Payroll employment at for-hire trucking companies was 38,300 jobs — 3.1 percent — higher than in February 2010, according to the preliminary figures. Since the beginning of March 2010 when the slump in trucking jobs hit bottom, trucking companies have added 39,000 jobs, according to BLS estimates.
Total employment in trucking in February was more than 1.266 million – down 187,000, or 12.9 percent, from peak trucking employment in January 2007. The BLS numbers reflect all payroll employment in for-hire trucking, but they don’t include trucking-related jobs in other industries, such as a truck driver for a private fleet. Nor do the numbers reflect the total amount of hiring since they only include new jobs, not replacements for existing positions.
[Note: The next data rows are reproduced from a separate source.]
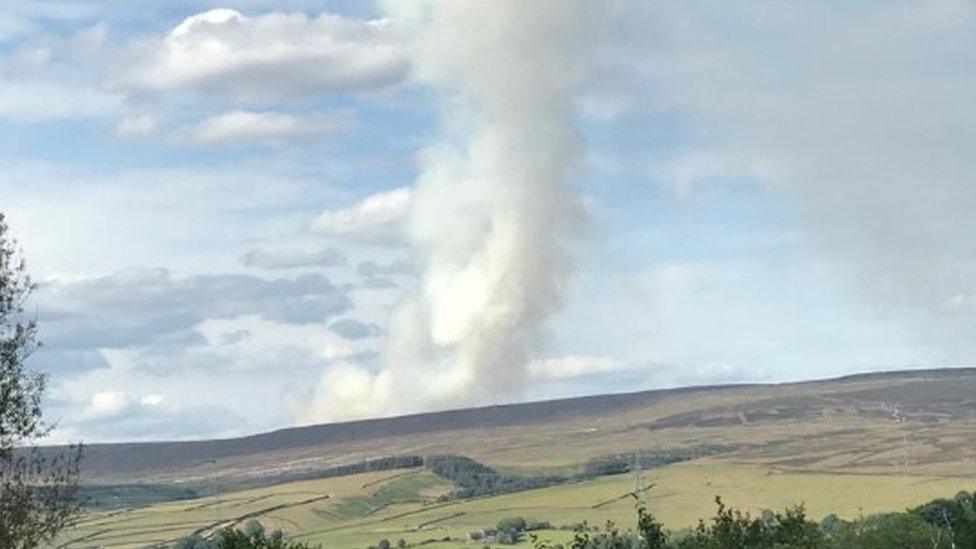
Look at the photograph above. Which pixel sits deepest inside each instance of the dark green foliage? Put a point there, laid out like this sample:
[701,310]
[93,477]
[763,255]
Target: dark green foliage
[732,529]
[646,459]
[37,491]
[957,516]
[473,479]
[651,531]
[252,536]
[892,531]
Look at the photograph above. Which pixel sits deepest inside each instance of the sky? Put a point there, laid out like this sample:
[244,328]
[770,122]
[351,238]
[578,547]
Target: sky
[250,215]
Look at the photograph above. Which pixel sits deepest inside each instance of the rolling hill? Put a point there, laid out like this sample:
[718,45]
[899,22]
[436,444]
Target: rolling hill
[853,445]
[880,422]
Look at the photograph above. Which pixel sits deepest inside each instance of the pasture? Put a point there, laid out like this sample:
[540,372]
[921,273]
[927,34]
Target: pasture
[357,511]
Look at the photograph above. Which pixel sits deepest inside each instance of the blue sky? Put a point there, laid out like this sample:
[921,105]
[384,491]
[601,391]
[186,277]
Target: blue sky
[218,204]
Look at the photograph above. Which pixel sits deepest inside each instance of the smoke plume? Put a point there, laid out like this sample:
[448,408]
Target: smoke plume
[494,211]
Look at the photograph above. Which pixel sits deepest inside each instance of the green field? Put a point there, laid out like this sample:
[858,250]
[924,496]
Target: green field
[359,510]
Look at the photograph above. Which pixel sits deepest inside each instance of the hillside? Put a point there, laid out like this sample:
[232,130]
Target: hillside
[885,422]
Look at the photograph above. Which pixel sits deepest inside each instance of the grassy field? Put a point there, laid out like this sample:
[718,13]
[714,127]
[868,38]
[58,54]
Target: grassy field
[359,510]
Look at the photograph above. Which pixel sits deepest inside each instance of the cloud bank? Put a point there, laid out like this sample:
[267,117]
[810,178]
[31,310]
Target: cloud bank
[494,209]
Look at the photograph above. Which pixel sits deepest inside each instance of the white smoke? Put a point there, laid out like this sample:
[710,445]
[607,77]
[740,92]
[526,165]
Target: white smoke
[494,210]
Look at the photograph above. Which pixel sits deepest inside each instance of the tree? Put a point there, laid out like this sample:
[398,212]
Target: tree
[38,490]
[254,536]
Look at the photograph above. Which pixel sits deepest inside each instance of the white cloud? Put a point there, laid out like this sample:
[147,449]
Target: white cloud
[106,403]
[567,367]
[40,101]
[271,55]
[240,126]
[292,257]
[378,219]
[152,400]
[141,125]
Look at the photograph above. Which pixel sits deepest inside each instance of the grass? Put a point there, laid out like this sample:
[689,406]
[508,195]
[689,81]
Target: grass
[359,510]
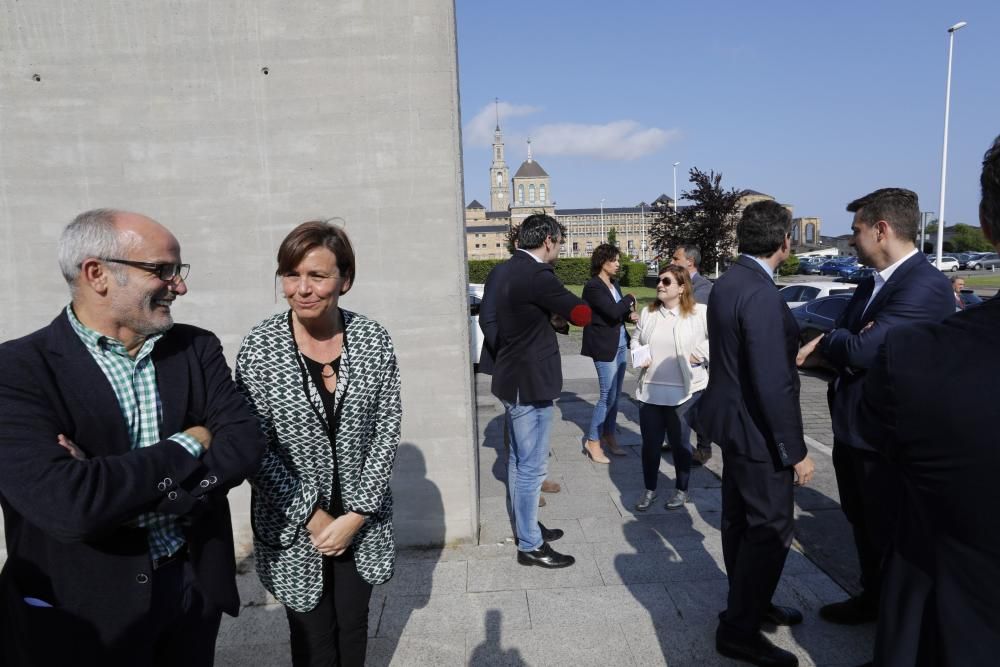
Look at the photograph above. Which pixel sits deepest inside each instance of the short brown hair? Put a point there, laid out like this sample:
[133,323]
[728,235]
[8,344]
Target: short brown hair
[687,293]
[314,234]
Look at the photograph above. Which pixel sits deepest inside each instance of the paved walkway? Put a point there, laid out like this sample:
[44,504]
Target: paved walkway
[646,588]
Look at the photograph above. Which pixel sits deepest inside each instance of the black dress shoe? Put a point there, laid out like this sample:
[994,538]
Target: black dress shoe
[549,535]
[782,615]
[757,650]
[852,611]
[545,556]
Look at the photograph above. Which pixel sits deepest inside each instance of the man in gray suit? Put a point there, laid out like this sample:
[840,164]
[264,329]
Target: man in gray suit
[688,257]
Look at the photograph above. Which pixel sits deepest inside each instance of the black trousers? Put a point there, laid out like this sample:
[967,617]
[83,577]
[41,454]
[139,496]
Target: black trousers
[757,512]
[654,422]
[335,632]
[870,489]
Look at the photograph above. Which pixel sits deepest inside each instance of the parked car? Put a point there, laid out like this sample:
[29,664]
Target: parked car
[988,261]
[819,315]
[969,298]
[810,265]
[475,333]
[797,294]
[948,263]
[841,267]
[858,275]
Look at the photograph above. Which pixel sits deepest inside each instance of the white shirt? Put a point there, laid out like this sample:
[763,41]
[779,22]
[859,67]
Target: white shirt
[882,277]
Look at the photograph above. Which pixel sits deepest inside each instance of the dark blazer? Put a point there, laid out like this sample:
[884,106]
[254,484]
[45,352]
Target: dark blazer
[916,292]
[751,406]
[528,367]
[600,339]
[701,288]
[942,579]
[64,519]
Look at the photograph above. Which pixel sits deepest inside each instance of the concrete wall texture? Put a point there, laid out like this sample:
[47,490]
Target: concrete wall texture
[230,122]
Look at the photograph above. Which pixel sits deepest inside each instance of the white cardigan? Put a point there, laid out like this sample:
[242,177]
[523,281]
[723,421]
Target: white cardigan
[690,337]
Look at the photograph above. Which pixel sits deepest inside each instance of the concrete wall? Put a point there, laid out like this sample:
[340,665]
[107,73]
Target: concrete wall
[231,122]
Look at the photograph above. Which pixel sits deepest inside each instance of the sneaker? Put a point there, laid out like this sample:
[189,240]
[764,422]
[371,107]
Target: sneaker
[677,500]
[645,500]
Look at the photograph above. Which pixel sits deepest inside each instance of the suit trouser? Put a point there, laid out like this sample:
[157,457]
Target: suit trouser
[757,511]
[869,490]
[527,464]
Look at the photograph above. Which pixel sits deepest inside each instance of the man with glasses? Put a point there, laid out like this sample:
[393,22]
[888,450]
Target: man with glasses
[527,375]
[120,435]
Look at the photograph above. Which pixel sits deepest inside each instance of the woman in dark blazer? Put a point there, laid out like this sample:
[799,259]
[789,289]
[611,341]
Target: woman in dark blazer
[324,384]
[606,341]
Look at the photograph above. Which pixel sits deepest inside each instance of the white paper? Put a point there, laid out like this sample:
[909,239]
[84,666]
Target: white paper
[641,356]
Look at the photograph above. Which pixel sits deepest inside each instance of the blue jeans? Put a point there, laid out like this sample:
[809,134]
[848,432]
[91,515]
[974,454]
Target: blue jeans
[527,464]
[610,375]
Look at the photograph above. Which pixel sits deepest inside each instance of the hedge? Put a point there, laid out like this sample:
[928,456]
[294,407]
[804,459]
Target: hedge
[571,271]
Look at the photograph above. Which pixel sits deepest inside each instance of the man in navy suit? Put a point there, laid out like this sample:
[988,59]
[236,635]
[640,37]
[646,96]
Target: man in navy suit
[905,289]
[120,435]
[751,409]
[942,574]
[527,375]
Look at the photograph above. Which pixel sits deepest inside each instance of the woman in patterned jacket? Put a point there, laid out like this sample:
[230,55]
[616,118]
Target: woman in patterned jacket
[325,385]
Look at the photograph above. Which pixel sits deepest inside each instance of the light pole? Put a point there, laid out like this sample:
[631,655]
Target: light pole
[675,186]
[944,150]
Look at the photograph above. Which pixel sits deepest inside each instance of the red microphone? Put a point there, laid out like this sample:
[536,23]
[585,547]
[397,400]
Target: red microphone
[581,315]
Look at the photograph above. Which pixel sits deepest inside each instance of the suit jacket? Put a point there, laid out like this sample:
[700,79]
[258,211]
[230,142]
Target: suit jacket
[701,288]
[296,475]
[916,292]
[528,367]
[67,541]
[600,339]
[751,406]
[942,582]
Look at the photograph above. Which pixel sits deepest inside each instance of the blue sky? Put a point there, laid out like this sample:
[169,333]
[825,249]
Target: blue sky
[813,103]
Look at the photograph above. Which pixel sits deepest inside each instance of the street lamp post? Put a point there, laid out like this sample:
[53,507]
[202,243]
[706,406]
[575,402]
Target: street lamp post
[944,150]
[675,186]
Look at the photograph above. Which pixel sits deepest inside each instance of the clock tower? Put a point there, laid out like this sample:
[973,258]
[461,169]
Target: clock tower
[499,175]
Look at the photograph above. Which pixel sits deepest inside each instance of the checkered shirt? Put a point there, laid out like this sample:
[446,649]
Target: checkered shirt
[134,384]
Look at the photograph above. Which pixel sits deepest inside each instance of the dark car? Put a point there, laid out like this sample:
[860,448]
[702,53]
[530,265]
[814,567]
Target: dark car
[818,316]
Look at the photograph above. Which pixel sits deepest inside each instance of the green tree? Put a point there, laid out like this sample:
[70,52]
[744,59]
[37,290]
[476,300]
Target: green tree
[709,222]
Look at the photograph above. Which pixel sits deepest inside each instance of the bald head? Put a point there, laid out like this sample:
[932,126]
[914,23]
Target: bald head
[106,233]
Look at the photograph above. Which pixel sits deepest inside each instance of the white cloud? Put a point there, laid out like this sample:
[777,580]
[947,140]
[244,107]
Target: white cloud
[618,140]
[479,130]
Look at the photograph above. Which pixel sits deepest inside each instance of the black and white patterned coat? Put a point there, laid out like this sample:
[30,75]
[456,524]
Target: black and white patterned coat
[296,475]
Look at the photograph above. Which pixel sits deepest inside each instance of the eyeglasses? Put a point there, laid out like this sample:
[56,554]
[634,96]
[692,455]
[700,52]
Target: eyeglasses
[168,273]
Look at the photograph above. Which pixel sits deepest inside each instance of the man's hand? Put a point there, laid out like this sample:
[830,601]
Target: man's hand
[804,470]
[808,357]
[70,447]
[201,434]
[336,537]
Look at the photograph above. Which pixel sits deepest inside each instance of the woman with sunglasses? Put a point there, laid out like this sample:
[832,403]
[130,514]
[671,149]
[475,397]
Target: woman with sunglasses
[324,384]
[606,341]
[675,330]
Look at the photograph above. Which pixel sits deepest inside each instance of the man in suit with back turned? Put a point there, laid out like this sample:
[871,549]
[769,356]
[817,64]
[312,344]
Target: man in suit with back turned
[120,435]
[942,574]
[751,409]
[905,288]
[527,375]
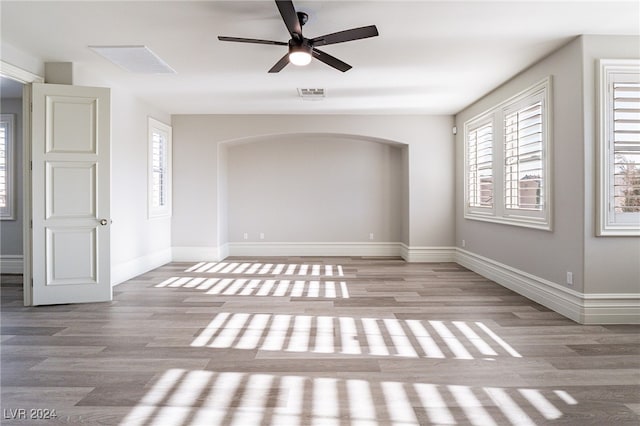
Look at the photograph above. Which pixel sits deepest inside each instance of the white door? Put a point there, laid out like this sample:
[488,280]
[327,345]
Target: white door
[70,194]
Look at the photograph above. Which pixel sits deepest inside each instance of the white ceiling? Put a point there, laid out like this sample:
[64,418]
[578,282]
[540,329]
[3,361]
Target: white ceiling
[432,57]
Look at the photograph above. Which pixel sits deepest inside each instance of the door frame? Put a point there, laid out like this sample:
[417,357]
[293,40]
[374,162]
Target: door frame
[26,78]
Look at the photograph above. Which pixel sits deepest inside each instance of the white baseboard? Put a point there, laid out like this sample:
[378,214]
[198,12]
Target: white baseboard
[259,249]
[582,308]
[427,254]
[122,272]
[200,254]
[11,264]
[314,249]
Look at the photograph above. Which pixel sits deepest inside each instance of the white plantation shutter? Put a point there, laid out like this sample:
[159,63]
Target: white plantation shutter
[508,158]
[619,148]
[523,158]
[625,177]
[159,169]
[480,166]
[6,166]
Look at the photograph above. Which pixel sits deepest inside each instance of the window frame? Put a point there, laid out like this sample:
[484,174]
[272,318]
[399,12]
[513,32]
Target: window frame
[158,127]
[9,212]
[537,219]
[607,223]
[469,127]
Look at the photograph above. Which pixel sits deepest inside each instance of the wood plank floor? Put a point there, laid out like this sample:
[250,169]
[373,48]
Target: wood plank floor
[323,341]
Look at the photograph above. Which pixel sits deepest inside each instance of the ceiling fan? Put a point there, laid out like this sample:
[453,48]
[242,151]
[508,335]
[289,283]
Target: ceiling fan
[301,49]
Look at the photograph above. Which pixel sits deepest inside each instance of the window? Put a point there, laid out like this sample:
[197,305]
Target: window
[480,165]
[6,167]
[159,169]
[619,148]
[507,160]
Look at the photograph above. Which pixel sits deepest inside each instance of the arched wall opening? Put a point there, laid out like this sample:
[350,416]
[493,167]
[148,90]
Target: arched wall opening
[316,188]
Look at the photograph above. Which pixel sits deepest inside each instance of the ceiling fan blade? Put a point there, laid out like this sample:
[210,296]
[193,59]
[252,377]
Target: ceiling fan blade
[280,64]
[252,40]
[290,18]
[330,60]
[346,35]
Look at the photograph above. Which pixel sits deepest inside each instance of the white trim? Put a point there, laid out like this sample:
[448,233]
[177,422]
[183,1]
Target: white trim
[122,272]
[11,264]
[314,249]
[26,78]
[427,254]
[200,254]
[259,249]
[601,308]
[606,224]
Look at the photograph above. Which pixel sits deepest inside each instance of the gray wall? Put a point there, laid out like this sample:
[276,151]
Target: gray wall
[11,230]
[318,188]
[599,264]
[424,184]
[612,264]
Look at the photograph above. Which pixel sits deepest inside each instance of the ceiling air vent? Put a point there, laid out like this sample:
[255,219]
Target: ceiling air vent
[312,94]
[137,59]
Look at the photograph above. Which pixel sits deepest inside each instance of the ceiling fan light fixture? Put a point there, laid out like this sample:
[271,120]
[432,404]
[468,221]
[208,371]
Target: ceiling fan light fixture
[300,55]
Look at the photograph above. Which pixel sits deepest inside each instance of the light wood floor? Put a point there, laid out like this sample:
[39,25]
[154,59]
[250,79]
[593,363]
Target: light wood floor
[313,341]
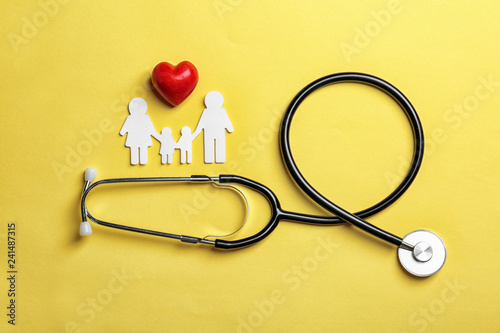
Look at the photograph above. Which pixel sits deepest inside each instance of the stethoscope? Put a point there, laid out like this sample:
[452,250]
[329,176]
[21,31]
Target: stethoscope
[421,252]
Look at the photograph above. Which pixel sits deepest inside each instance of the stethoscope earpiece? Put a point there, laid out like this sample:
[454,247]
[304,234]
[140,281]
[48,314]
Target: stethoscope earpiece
[85,228]
[427,255]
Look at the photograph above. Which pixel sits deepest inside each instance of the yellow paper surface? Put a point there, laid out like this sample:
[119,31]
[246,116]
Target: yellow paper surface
[69,69]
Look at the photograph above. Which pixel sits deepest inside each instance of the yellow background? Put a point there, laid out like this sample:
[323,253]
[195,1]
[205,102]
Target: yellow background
[68,72]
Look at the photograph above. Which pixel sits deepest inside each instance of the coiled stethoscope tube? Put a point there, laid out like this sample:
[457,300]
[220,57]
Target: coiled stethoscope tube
[421,252]
[418,152]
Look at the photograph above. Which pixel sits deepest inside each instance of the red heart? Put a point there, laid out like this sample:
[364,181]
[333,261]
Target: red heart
[175,83]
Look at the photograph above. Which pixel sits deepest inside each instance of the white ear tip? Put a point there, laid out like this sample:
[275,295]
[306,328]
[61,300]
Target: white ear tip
[85,229]
[90,174]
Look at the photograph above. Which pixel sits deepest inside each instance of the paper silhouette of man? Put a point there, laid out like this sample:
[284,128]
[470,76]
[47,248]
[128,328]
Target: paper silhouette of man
[139,129]
[214,121]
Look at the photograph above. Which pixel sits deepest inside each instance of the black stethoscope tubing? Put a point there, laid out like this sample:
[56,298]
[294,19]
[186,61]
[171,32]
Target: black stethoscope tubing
[418,151]
[277,213]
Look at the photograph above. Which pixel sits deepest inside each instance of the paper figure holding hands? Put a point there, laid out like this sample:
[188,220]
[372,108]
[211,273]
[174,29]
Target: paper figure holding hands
[139,129]
[214,121]
[168,145]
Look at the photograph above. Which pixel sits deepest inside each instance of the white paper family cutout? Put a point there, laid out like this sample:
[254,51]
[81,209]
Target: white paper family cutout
[214,122]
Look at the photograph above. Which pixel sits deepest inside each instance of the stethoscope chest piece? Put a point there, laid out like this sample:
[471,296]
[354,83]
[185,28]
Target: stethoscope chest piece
[428,254]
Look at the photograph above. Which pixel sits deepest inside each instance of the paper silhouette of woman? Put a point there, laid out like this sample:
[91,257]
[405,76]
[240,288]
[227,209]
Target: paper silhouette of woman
[214,121]
[139,129]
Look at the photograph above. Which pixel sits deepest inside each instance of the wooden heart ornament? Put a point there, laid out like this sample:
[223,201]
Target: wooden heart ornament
[175,83]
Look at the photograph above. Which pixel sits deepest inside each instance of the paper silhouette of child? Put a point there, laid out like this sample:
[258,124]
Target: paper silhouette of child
[168,145]
[185,144]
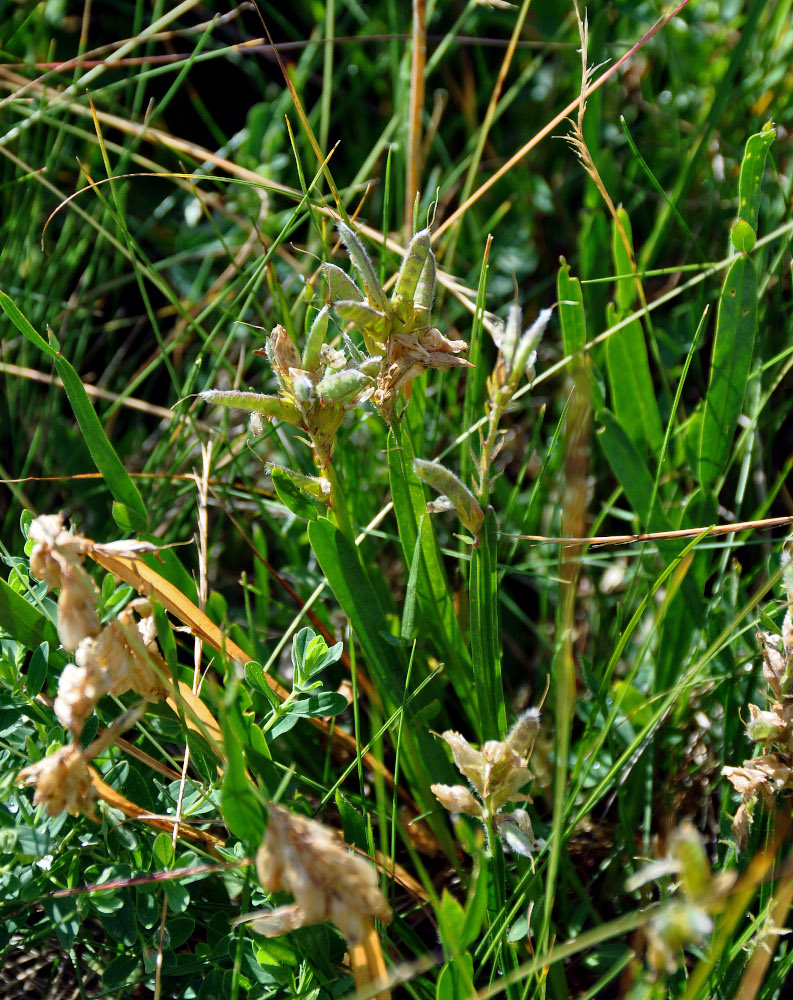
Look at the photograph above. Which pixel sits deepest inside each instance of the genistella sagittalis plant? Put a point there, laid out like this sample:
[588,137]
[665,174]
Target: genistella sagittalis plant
[497,773]
[771,729]
[517,353]
[316,388]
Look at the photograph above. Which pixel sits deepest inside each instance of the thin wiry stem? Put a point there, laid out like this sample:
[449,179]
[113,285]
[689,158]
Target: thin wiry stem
[416,110]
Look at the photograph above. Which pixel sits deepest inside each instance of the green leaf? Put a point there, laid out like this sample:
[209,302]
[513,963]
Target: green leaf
[353,823]
[292,497]
[37,671]
[752,170]
[162,851]
[241,809]
[451,921]
[736,325]
[177,894]
[107,461]
[476,904]
[436,607]
[26,624]
[408,627]
[362,264]
[254,674]
[632,391]
[322,703]
[117,972]
[179,931]
[485,632]
[423,760]
[742,236]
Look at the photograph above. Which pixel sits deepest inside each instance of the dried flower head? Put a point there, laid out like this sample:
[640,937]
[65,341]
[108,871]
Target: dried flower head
[63,781]
[688,921]
[497,772]
[56,558]
[770,773]
[303,857]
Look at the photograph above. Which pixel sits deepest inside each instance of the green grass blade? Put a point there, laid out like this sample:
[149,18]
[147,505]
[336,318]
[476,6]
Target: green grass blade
[121,486]
[736,325]
[424,761]
[433,593]
[485,634]
[633,395]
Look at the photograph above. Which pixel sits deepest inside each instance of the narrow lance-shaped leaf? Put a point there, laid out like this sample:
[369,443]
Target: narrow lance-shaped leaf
[272,406]
[750,187]
[360,259]
[630,382]
[412,265]
[736,325]
[118,480]
[340,283]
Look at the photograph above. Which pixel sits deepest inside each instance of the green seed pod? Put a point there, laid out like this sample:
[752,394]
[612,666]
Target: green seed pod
[424,295]
[412,266]
[318,488]
[525,353]
[341,284]
[315,340]
[362,264]
[369,321]
[271,406]
[303,389]
[371,366]
[444,481]
[338,387]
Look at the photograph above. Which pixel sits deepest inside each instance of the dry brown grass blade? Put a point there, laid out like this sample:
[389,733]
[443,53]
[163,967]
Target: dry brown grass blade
[557,120]
[113,798]
[465,296]
[149,583]
[651,536]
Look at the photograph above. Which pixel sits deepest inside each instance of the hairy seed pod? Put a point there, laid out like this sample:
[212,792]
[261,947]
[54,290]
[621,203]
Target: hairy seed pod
[412,266]
[444,481]
[340,386]
[424,295]
[374,325]
[315,340]
[340,283]
[271,406]
[360,259]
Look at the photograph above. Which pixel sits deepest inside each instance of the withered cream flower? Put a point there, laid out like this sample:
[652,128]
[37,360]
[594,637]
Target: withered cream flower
[687,921]
[62,781]
[497,772]
[120,658]
[56,558]
[303,857]
[772,772]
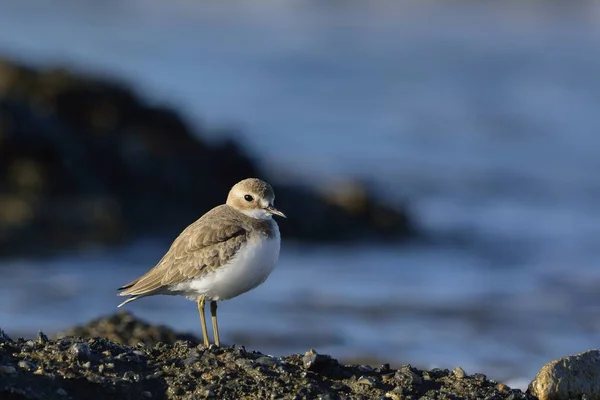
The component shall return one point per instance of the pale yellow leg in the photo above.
(213, 313)
(203, 321)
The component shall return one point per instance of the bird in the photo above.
(228, 251)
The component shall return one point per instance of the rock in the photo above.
(42, 338)
(182, 370)
(86, 160)
(124, 328)
(313, 360)
(459, 372)
(7, 369)
(570, 377)
(408, 376)
(4, 337)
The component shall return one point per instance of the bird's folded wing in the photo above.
(199, 249)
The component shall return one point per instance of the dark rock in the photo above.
(313, 360)
(124, 328)
(4, 337)
(572, 377)
(408, 376)
(85, 160)
(42, 338)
Figures for trucking do not include the express delivery companies, which fall under the category of “couriers and messenger” in BLS data. According to preliminary numbers, that was the only segment of transportation that lost jobs, likely reflecting the final terminations of temporary jobs added to handle holiday season demand. Employment by couriers and messengers was down only by 1,400 jobs, however.
Despite the strong growth in jobs throughout the economy, the unemployment rate was little changed at 8.9 percent as the number of people seeking employment rose at about the same level as the number of new jobs added.